Le serpent majuscule Le Serpent majuscule
S
eptembre 1985, à l'aube. Une femme âgée attend patiemment dans sa voiture. Elle est garée sur un passage pour piéton ; ça dérange qui ? Elle n'en a pas pour longtemps. Celui qu'elle guette revient d'avoir promené son chien. D'allure élégante, elle inspire confiance. Et puis avec son dalmatien Ludo qu'elle emmène partout, mignon en diable… Quand l'homme ouvre sa porte, ce n'est pas un sourire qui le fait chanceler mais le rire silencieux et carnassier d'un gros calibre qui lui explose les parties et le crane. Voilà un contrat bien exécuté, bien qu'un peu sale quand même. Faut mettre un peu de fantaisie parfois !
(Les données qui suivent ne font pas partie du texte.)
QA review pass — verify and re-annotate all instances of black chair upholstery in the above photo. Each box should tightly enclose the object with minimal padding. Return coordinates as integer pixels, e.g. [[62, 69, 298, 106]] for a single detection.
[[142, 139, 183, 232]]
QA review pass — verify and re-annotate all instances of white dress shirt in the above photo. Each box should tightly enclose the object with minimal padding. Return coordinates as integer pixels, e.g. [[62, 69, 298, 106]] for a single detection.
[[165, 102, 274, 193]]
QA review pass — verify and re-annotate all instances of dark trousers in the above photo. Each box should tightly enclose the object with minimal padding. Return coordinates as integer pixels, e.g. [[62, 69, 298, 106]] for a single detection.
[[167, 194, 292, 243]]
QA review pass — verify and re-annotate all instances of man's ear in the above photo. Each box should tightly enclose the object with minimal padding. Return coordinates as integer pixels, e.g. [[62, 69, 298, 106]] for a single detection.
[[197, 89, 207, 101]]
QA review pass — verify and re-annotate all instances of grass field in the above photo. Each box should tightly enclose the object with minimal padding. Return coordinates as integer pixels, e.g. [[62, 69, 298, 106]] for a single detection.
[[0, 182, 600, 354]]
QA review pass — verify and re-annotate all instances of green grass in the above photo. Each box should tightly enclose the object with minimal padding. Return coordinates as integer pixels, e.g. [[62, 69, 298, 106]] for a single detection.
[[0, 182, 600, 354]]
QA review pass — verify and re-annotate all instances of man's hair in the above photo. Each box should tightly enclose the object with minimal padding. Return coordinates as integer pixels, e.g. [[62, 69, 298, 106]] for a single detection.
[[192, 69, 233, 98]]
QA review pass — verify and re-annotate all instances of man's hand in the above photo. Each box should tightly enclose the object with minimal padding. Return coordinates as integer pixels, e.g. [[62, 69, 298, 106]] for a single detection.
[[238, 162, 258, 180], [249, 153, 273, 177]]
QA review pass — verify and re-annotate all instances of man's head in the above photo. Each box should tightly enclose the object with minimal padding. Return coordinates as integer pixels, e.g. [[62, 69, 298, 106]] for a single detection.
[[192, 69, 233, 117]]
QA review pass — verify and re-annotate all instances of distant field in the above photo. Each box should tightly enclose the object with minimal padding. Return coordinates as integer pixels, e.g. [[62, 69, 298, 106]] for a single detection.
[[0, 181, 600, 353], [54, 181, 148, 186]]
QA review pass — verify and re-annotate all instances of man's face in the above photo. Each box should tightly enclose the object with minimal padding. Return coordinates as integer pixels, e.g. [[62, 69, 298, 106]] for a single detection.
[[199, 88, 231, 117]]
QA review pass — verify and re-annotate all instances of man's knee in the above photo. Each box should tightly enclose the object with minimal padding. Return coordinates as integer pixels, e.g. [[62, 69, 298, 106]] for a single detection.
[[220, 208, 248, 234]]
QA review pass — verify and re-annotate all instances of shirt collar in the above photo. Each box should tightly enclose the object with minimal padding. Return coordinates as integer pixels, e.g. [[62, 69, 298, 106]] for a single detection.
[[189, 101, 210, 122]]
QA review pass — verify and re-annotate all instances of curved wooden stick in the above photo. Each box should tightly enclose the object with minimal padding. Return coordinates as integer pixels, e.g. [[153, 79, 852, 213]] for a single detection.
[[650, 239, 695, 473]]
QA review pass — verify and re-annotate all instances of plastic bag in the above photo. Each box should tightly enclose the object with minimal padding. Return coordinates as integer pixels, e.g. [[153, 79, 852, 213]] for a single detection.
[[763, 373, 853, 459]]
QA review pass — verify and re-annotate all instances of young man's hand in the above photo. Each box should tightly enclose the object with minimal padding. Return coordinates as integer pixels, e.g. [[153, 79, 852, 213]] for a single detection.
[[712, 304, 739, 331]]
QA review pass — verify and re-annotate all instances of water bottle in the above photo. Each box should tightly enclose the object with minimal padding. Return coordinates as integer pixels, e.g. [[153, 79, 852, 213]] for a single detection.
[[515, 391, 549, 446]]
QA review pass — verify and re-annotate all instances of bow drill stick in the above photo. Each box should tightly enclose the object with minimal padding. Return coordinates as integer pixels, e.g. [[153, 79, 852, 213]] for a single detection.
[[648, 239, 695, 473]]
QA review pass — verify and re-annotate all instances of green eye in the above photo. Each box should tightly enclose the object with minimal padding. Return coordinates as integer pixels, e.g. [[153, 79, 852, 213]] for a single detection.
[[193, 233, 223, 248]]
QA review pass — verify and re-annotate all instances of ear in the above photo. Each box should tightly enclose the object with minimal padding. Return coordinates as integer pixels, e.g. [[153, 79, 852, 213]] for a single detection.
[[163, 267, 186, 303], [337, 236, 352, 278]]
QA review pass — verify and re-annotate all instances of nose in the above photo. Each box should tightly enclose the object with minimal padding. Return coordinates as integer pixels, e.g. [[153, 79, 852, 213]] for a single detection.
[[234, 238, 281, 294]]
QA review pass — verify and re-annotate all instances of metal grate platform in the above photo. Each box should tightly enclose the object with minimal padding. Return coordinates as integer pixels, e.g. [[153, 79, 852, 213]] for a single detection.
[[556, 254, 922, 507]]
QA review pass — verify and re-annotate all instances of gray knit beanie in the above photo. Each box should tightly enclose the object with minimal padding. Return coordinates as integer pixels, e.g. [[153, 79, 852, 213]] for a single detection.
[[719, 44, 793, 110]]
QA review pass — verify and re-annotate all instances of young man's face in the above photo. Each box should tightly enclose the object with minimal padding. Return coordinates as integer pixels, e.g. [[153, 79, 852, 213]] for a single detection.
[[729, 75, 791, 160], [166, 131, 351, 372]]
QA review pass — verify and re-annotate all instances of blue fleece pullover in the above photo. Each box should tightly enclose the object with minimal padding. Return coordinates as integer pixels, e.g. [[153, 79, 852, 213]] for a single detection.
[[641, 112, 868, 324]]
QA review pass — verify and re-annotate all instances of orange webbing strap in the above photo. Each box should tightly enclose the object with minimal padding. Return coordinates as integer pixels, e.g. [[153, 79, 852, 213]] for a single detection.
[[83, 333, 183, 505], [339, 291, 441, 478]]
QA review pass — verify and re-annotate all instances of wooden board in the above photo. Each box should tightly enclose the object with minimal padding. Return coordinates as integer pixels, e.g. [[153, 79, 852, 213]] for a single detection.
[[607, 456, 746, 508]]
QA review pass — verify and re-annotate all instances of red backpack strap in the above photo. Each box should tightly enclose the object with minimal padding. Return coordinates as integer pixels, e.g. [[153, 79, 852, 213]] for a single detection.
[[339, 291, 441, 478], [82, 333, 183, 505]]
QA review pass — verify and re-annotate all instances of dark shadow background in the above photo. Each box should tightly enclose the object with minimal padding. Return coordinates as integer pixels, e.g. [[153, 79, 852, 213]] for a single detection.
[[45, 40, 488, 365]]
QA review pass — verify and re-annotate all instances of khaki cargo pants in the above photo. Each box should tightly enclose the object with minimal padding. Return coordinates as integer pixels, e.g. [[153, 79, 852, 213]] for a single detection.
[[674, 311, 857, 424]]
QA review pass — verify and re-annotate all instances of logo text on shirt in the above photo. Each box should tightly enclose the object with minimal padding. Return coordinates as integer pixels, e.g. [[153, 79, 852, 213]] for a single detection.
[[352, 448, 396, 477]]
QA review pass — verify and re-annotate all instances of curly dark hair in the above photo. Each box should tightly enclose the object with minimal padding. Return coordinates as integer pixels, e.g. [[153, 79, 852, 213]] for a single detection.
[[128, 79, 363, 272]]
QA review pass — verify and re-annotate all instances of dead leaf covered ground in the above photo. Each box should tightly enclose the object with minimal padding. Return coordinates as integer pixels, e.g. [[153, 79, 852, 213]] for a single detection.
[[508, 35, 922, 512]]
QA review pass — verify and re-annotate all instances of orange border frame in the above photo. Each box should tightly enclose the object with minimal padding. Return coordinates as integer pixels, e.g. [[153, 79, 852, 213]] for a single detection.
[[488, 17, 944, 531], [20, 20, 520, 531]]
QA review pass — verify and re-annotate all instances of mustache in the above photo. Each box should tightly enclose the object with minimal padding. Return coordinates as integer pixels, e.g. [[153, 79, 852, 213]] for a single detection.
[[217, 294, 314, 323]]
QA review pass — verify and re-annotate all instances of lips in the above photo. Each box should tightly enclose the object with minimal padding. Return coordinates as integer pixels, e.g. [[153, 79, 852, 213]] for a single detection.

Pierre Lemaitre est un romancier qui a le vent en poupe depuis un moment et les adaptations de ses romans sont nombreuses. Ici, Serpent majuscule s'attache à présenter plusieurs personnages différents pour se resserrer la focale progressivement sur Mathilde… Et un outsider sur lequel le lecteur n'aurait pas misé un sou. Et c'est tout l'art de l'artiste qui se déploie dans cet ouvrage. Il aime ses acteurs, les fait vivre dans leur quotidien, invite à partager leurs problèmes et les rend attachants. Néanmoins, il n'hésite pas à les malmener, les montrer sous leurs cotés plus sombres ou même à les faire disparaître ! Car oui, une vieille dame, un gentil inspecteur et son père atteint d'Alzheimer, un commissaire guilleret, une jeune délinquante repentie et son enfant ; tous ont un rôle à jouer, mais à quel prix ? ?Le récit est violent, froid et implacable. La narration se révèle parfaite dans la gestion du suspense, ses dialogues aux petits oignons et un rythme qui accélère jusqu'au dénouement inattendu.
Dominique Monféry appore une véritable plus-value au scénario. Son style semi caricatural et lâché fait merveille dans les expressions faciales, ainsi que dans les décors travaillés sans détails superflus. La colorisation à l'aquarelle habille de tons passés les illustrations, sublimées par le grand format du livre. Le découpage se la joue classique, sauf pour les scènes d'action où il se déstructure pour figurer le chaos et la déroute. Il utilise également de belle manière les différents plans de vue pour une lecture cinématographique fluide.
Le duo d'auteurs présente un polar d'apparence classique qui surprend par son efficacité redoutable, son intrigue qui va loin dans la noirceur et un superbe dessin.